I just noticed that the ISP_NAME can contain spaces, so the suggested
solution wouldn't work. Sorry. To fix that you can re-define the FS in
awk as " " (i.e. as three characters quote, space, quote), and remove
the quotes from the search pattern if you're comparing field 2.

>>
>> You can combine those commands, e.g. using command substitution where
>> the variable ispname is set.
>>
>> Janis
>>
>> [*] This is, strictly speaking, not correct since the dots match any
>> character in the first field, but your data seems to allow for that
>> simplification.
>
> Good, thanks a lot.
>
> But we must consider the following case:
>
> If the record corresponding to the given IP has the following
> characteristics: one of these two fields, i.e. "ISP_NAME" or
> "DOMAIN_NAME" has the value: "-", then the second task will be more
> dangerous because based on the value: "-", we may remove some records
> that should not be deleted.

This would just require an additional condition; make sure $2 is not
"-".

>
> In order to solve this issue, I put the following requirement
> additionally:
>
> If the "ISP_NAME" of the record corresponding to the given IP has the
> value: "-", use the "DOMAIN_NAME" as the matching conditions to do the
> deteting operations, and vice versa.

In the code

awk -v ipaddr="151.48.43.174" '$1 ~ ipaddr {print $2}' your_file

you can print conditionally

print (($2 !~ /"-"/) ? $2 : $3)

but you need both values (or some discriminator). So see below...

>
> So how should the code be touched up?

Return both values in the "first task"

awk -v ipaddr= ... '$1 ~ ipaddr {print $2 SEP $3}'

with an appropriatly choosen value for SEP, and adjust the condition
for the "second task"

awk -v isp_and_dom=... '
BEGIN { split(isp_and_dom,iad,SEP) }
($2 !~ /"-"/ && $2 !~ iad[1]) ||
($2 ~ /"-"/ && $3 !~ iad[2])
' your_file

This requires to consider the space problem above and must be adjusted
accordingly, as mentioned. Note that the code could be further simplified
and it is of course untested.

Janis

>
> BR.
From: Hongyi Zhao on
On Sat, 27 Mar 2010 12:49:03 +0100, Janis Papanagnou
<janis_papanagnou(a)hotmail.com> wrote:

>I just noticed that the ISP_NAME can contain spaces, so the suggested
>solution wouldn't work. Sorry. To fix that you can re-define the FS in
>awk as " " (i.e. as three characters quote, space, quote), and remove
>the quotes from the search pattern if you're comparing field 2.
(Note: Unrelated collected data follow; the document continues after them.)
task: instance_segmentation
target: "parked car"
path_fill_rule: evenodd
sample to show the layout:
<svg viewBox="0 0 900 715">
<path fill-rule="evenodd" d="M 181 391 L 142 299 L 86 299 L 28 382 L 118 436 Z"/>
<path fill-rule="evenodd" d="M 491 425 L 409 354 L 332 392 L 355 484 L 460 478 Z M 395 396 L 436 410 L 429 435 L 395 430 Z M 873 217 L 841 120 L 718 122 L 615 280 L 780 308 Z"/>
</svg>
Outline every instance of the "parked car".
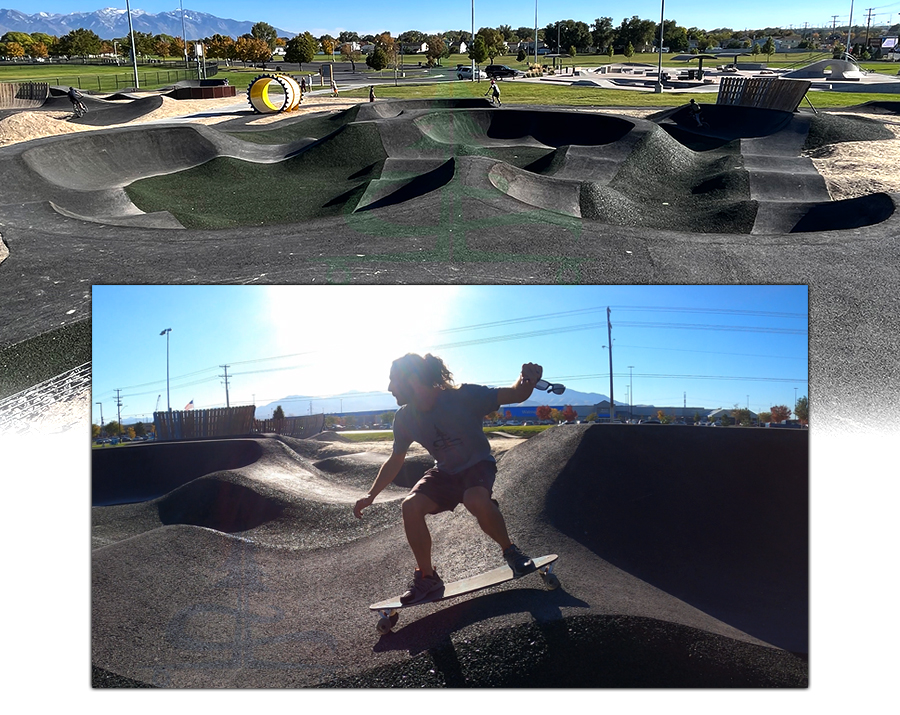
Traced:
<svg viewBox="0 0 900 715">
<path fill-rule="evenodd" d="M 495 79 L 503 79 L 504 77 L 515 79 L 516 77 L 521 77 L 525 74 L 524 72 L 514 70 L 512 67 L 507 67 L 506 65 L 488 65 L 484 68 L 484 73 L 488 77 L 493 77 Z"/>
<path fill-rule="evenodd" d="M 475 79 L 487 79 L 488 76 L 485 74 L 484 70 L 476 69 L 475 70 Z M 472 79 L 472 68 L 471 67 L 457 67 L 456 68 L 456 79 Z"/>
</svg>

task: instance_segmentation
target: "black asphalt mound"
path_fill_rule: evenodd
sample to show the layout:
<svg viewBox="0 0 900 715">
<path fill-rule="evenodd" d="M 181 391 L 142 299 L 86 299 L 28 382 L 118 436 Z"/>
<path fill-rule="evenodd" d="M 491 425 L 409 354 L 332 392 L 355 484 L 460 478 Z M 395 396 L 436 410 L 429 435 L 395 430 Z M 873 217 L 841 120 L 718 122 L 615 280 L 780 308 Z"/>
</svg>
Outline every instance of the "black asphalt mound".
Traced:
<svg viewBox="0 0 900 715">
<path fill-rule="evenodd" d="M 60 90 L 62 91 L 62 90 Z M 116 124 L 127 124 L 139 117 L 150 114 L 162 106 L 161 95 L 140 97 L 130 94 L 114 94 L 105 99 L 98 99 L 90 94 L 83 95 L 81 100 L 88 112 L 81 118 L 73 117 L 73 124 L 84 124 L 91 127 L 111 127 Z M 38 108 L 50 112 L 71 112 L 72 102 L 63 92 L 54 94 Z"/>
<path fill-rule="evenodd" d="M 0 336 L 0 399 L 91 361 L 90 320 L 4 345 L 6 337 Z"/>
<path fill-rule="evenodd" d="M 659 129 L 609 184 L 585 182 L 580 202 L 582 216 L 595 221 L 702 233 L 750 233 L 757 209 L 739 147 L 697 152 Z"/>
<path fill-rule="evenodd" d="M 238 469 L 257 461 L 256 440 L 134 444 L 91 453 L 91 504 L 108 506 L 146 501 L 211 472 Z"/>
<path fill-rule="evenodd" d="M 635 127 L 632 121 L 605 114 L 528 109 L 427 112 L 414 122 L 425 136 L 445 144 L 536 141 L 548 147 L 612 144 Z"/>
<path fill-rule="evenodd" d="M 640 430 L 587 432 L 548 492 L 548 522 L 761 640 L 805 650 L 807 436 L 647 429 L 658 433 L 649 454 Z M 755 457 L 738 466 L 739 453 Z"/>
<path fill-rule="evenodd" d="M 169 211 L 189 228 L 296 223 L 355 207 L 386 158 L 377 129 L 353 124 L 277 163 L 217 156 L 126 191 L 143 211 Z M 284 201 L 271 200 L 273 186 Z"/>
<path fill-rule="evenodd" d="M 791 112 L 777 109 L 698 104 L 705 122 L 702 127 L 691 116 L 687 104 L 651 114 L 648 119 L 659 123 L 679 141 L 698 149 L 735 139 L 771 136 L 785 129 L 793 119 Z"/>
<path fill-rule="evenodd" d="M 517 444 L 495 495 L 517 543 L 560 554 L 562 587 L 427 604 L 382 637 L 367 607 L 411 573 L 405 490 L 357 520 L 380 458 L 255 441 L 245 467 L 93 509 L 92 661 L 110 685 L 806 686 L 784 649 L 806 650 L 805 432 L 563 426 Z M 429 523 L 445 579 L 497 565 L 464 509 Z"/>
<path fill-rule="evenodd" d="M 794 654 L 665 621 L 576 616 L 448 640 L 319 687 L 804 688 L 807 670 Z"/>
<path fill-rule="evenodd" d="M 853 107 L 843 107 L 841 112 L 861 112 L 864 114 L 900 114 L 900 101 L 896 100 L 873 100 L 871 102 L 863 102 Z"/>
<path fill-rule="evenodd" d="M 800 156 L 804 140 L 890 135 L 853 117 L 707 110 L 718 127 L 711 133 L 684 134 L 685 107 L 654 115 L 657 125 L 574 110 L 497 110 L 480 100 L 361 104 L 275 130 L 91 132 L 27 147 L 21 158 L 31 173 L 17 177 L 8 201 L 43 187 L 66 219 L 161 230 L 304 226 L 364 212 L 353 230 L 367 232 L 409 219 L 428 230 L 445 225 L 441 197 L 449 195 L 477 198 L 466 203 L 479 214 L 533 212 L 541 222 L 569 225 L 547 217 L 556 213 L 689 234 L 781 235 L 828 201 L 824 181 Z M 8 170 L 15 163 L 10 156 Z M 296 198 L 273 200 L 273 191 Z M 865 214 L 884 215 L 891 214 Z"/>
<path fill-rule="evenodd" d="M 846 231 L 887 221 L 896 207 L 888 194 L 857 196 L 813 206 L 791 229 L 791 233 Z"/>
<path fill-rule="evenodd" d="M 68 101 L 68 100 L 67 100 Z M 127 103 L 112 103 L 107 100 L 96 99 L 85 102 L 88 113 L 79 119 L 72 119 L 74 124 L 86 124 L 92 127 L 110 127 L 114 124 L 127 124 L 139 117 L 150 114 L 162 106 L 163 98 L 160 95 L 142 97 Z"/>
</svg>

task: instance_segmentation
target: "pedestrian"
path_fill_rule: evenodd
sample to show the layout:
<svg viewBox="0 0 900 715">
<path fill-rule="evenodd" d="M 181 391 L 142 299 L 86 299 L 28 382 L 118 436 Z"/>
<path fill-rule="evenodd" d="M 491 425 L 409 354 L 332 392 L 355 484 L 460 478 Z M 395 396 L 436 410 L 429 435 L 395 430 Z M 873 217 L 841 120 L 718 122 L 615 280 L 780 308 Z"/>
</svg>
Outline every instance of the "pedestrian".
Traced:
<svg viewBox="0 0 900 715">
<path fill-rule="evenodd" d="M 375 101 L 375 85 L 369 85 L 369 101 Z"/>
<path fill-rule="evenodd" d="M 331 96 L 338 96 L 337 85 L 334 83 L 334 77 L 331 78 Z"/>
<path fill-rule="evenodd" d="M 498 107 L 503 106 L 502 104 L 500 104 L 500 87 L 497 84 L 497 80 L 493 77 L 491 77 L 491 86 L 488 87 L 488 91 L 484 93 L 485 97 L 487 97 L 488 95 L 491 95 L 491 104 L 496 101 Z"/>
<path fill-rule="evenodd" d="M 301 77 L 301 78 L 300 78 L 300 91 L 301 91 L 303 94 L 306 94 L 306 77 Z"/>
<path fill-rule="evenodd" d="M 392 363 L 388 390 L 400 405 L 394 416 L 393 450 L 353 513 L 362 518 L 363 509 L 394 481 L 413 442 L 434 457 L 434 466 L 401 505 L 406 538 L 416 561 L 413 580 L 400 597 L 402 603 L 417 603 L 443 588 L 431 560 L 431 534 L 425 517 L 453 511 L 459 504 L 497 542 L 515 577 L 535 570 L 534 562 L 510 539 L 499 505 L 491 498 L 497 465 L 482 421 L 501 405 L 527 400 L 542 374 L 540 365 L 526 363 L 512 387 L 457 387 L 443 360 L 434 355 L 408 353 Z"/>
</svg>

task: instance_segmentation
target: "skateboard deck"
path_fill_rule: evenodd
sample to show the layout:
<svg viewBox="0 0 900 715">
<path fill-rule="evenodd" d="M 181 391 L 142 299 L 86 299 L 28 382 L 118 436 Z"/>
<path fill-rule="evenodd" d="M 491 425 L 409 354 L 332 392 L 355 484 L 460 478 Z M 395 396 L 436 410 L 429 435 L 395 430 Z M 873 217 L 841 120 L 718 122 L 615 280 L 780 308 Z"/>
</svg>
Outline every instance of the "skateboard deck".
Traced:
<svg viewBox="0 0 900 715">
<path fill-rule="evenodd" d="M 559 556 L 557 554 L 549 554 L 547 556 L 539 556 L 532 559 L 535 565 L 535 571 L 540 573 L 544 585 L 551 590 L 559 588 L 559 579 L 556 574 L 553 573 L 553 564 L 558 558 Z M 528 574 L 524 574 L 524 576 L 527 575 Z M 369 606 L 369 610 L 377 611 L 381 616 L 378 621 L 377 629 L 379 633 L 385 634 L 389 633 L 397 624 L 397 620 L 400 617 L 399 611 L 404 608 L 415 608 L 416 606 L 421 606 L 425 603 L 446 601 L 447 599 L 455 598 L 456 596 L 463 596 L 467 593 L 480 591 L 483 588 L 496 586 L 497 584 L 506 581 L 512 581 L 513 578 L 513 572 L 509 566 L 500 566 L 499 568 L 478 574 L 477 576 L 470 576 L 469 578 L 464 578 L 459 581 L 446 583 L 441 591 L 438 591 L 431 598 L 427 598 L 424 601 L 404 604 L 400 603 L 400 596 L 394 596 L 385 601 L 373 603 Z M 520 576 L 520 578 L 523 578 L 523 576 Z"/>
</svg>

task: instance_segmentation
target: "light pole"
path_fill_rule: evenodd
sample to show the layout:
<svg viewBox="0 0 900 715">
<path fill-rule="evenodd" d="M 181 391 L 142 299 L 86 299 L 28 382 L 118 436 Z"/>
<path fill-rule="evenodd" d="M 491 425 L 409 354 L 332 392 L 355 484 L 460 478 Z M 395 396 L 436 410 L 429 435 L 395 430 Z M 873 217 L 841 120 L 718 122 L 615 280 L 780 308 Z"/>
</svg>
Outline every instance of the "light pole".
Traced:
<svg viewBox="0 0 900 715">
<path fill-rule="evenodd" d="M 659 72 L 656 75 L 656 94 L 662 94 L 662 48 L 663 48 L 663 28 L 665 27 L 666 0 L 661 0 L 662 7 L 659 10 Z M 703 60 L 701 60 L 702 62 Z"/>
<path fill-rule="evenodd" d="M 850 24 L 847 25 L 847 47 L 844 50 L 844 59 L 850 59 L 850 42 L 853 40 L 853 0 L 850 0 Z"/>
<path fill-rule="evenodd" d="M 634 421 L 634 365 L 628 366 L 628 419 Z"/>
<path fill-rule="evenodd" d="M 184 32 L 184 2 L 182 0 L 178 0 L 178 5 L 181 8 L 181 45 L 184 48 L 184 68 L 187 69 L 188 66 L 188 51 L 187 51 L 187 37 Z"/>
<path fill-rule="evenodd" d="M 102 437 L 103 436 L 103 403 L 97 402 L 95 404 L 100 405 L 100 436 Z"/>
<path fill-rule="evenodd" d="M 137 47 L 134 46 L 134 25 L 131 22 L 131 3 L 125 0 L 125 9 L 128 11 L 128 34 L 131 35 L 131 64 L 134 67 L 134 88 L 140 89 L 137 69 Z"/>
<path fill-rule="evenodd" d="M 169 397 L 169 333 L 171 332 L 172 328 L 166 328 L 160 333 L 160 335 L 166 336 L 166 409 L 170 414 L 172 412 L 172 400 Z"/>
<path fill-rule="evenodd" d="M 472 0 L 472 36 L 469 38 L 472 42 L 472 46 L 469 48 L 469 52 L 474 51 L 475 49 L 475 0 Z M 469 59 L 472 60 L 472 81 L 475 81 L 475 58 L 469 55 Z"/>
</svg>

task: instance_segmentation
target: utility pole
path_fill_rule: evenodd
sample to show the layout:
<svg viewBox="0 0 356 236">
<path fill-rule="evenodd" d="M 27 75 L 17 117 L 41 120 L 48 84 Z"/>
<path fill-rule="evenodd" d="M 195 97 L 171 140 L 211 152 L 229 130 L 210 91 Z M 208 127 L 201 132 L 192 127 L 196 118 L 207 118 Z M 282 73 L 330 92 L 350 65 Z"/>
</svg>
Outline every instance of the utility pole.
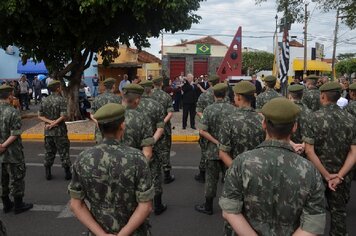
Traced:
<svg viewBox="0 0 356 236">
<path fill-rule="evenodd" d="M 305 4 L 304 12 L 304 67 L 303 67 L 303 77 L 307 76 L 307 66 L 308 66 L 308 3 Z"/>
<path fill-rule="evenodd" d="M 338 8 L 336 11 L 336 24 L 335 24 L 335 31 L 334 31 L 334 48 L 333 48 L 333 58 L 331 62 L 331 71 L 332 71 L 332 80 L 335 79 L 335 57 L 336 57 L 336 44 L 337 44 L 337 33 L 339 30 L 339 13 L 340 9 Z"/>
</svg>

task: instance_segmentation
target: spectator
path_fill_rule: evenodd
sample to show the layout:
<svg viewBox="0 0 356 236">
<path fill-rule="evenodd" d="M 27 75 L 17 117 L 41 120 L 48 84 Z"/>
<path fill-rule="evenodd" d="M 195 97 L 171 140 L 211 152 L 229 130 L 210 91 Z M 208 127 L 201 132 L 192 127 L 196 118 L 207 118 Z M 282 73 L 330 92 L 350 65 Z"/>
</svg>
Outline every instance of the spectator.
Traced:
<svg viewBox="0 0 356 236">
<path fill-rule="evenodd" d="M 183 129 L 187 127 L 188 113 L 190 114 L 190 127 L 195 128 L 195 108 L 197 104 L 197 92 L 198 87 L 193 81 L 194 77 L 192 74 L 187 75 L 184 85 L 182 86 L 183 91 Z"/>
<path fill-rule="evenodd" d="M 262 84 L 260 81 L 257 80 L 257 75 L 256 74 L 253 74 L 252 75 L 252 83 L 255 85 L 256 87 L 256 94 L 260 94 L 262 92 Z"/>
<path fill-rule="evenodd" d="M 94 75 L 91 81 L 93 83 L 93 97 L 95 98 L 96 96 L 98 96 L 98 87 L 99 87 L 99 78 L 97 74 Z"/>
<path fill-rule="evenodd" d="M 172 83 L 173 88 L 173 108 L 175 112 L 179 111 L 180 101 L 182 100 L 182 83 L 179 77 L 176 77 Z"/>
<path fill-rule="evenodd" d="M 198 97 L 200 96 L 200 94 L 205 93 L 206 90 L 208 90 L 208 88 L 210 87 L 208 82 L 208 75 L 201 75 L 200 78 L 202 79 L 202 81 L 197 84 L 198 88 L 200 89 Z"/>
<path fill-rule="evenodd" d="M 32 82 L 32 90 L 35 94 L 35 104 L 37 105 L 38 102 L 41 102 L 42 94 L 41 94 L 42 84 L 41 81 L 35 76 Z"/>
<path fill-rule="evenodd" d="M 19 82 L 20 85 L 20 105 L 21 105 L 21 110 L 30 110 L 29 108 L 29 99 L 28 99 L 28 93 L 30 86 L 27 82 L 26 75 L 21 76 L 21 80 Z"/>
<path fill-rule="evenodd" d="M 119 90 L 122 95 L 122 89 L 126 86 L 126 84 L 131 84 L 129 81 L 129 76 L 127 74 L 124 74 L 124 79 L 121 80 L 120 85 L 119 85 Z"/>
</svg>

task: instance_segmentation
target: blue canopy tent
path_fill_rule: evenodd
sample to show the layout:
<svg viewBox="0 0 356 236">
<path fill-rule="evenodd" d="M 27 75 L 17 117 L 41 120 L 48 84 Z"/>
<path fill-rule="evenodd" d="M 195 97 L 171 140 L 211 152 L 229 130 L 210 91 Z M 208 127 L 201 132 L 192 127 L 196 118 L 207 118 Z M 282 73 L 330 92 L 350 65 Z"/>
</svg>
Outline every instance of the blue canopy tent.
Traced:
<svg viewBox="0 0 356 236">
<path fill-rule="evenodd" d="M 32 60 L 27 60 L 25 65 L 22 65 L 20 60 L 17 63 L 18 74 L 48 74 L 47 68 L 43 61 L 35 63 Z"/>
</svg>

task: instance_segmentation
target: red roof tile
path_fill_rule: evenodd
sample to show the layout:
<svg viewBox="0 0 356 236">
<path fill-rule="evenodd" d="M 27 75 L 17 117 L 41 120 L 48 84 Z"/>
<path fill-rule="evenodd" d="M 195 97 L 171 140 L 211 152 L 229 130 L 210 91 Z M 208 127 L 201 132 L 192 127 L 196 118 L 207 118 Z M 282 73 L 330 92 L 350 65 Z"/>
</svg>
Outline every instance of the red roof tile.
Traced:
<svg viewBox="0 0 356 236">
<path fill-rule="evenodd" d="M 211 36 L 206 36 L 200 39 L 196 39 L 196 40 L 192 40 L 192 41 L 188 41 L 185 43 L 180 43 L 177 44 L 175 46 L 185 46 L 187 44 L 198 44 L 198 43 L 206 43 L 206 44 L 211 44 L 211 45 L 217 45 L 217 46 L 226 46 L 225 44 L 223 44 L 222 42 L 220 42 L 219 40 L 211 37 Z M 226 46 L 227 47 L 227 46 Z"/>
</svg>

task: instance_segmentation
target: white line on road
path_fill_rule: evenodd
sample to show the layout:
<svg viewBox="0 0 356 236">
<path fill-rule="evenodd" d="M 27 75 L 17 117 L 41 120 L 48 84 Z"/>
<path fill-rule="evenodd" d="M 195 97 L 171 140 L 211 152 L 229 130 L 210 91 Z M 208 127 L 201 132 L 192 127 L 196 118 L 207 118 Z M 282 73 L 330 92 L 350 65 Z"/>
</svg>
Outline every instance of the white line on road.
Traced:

What about just use the quote as field separator and use $2,$4,$6 to
catch the correponding three fields?

$ echo '"121.44.240.31" "INTERNET SERVICE PROVIDER" "ON.NET"' | awk
-F'"' '{print $2,$4,$6 }'
121.44.240.31 INTERNET SERVICE PROVIDER ON.NET
--
..: Hongyi Zhao [ hongyi.zhao AT gmail.com ] Free as in Freedom :.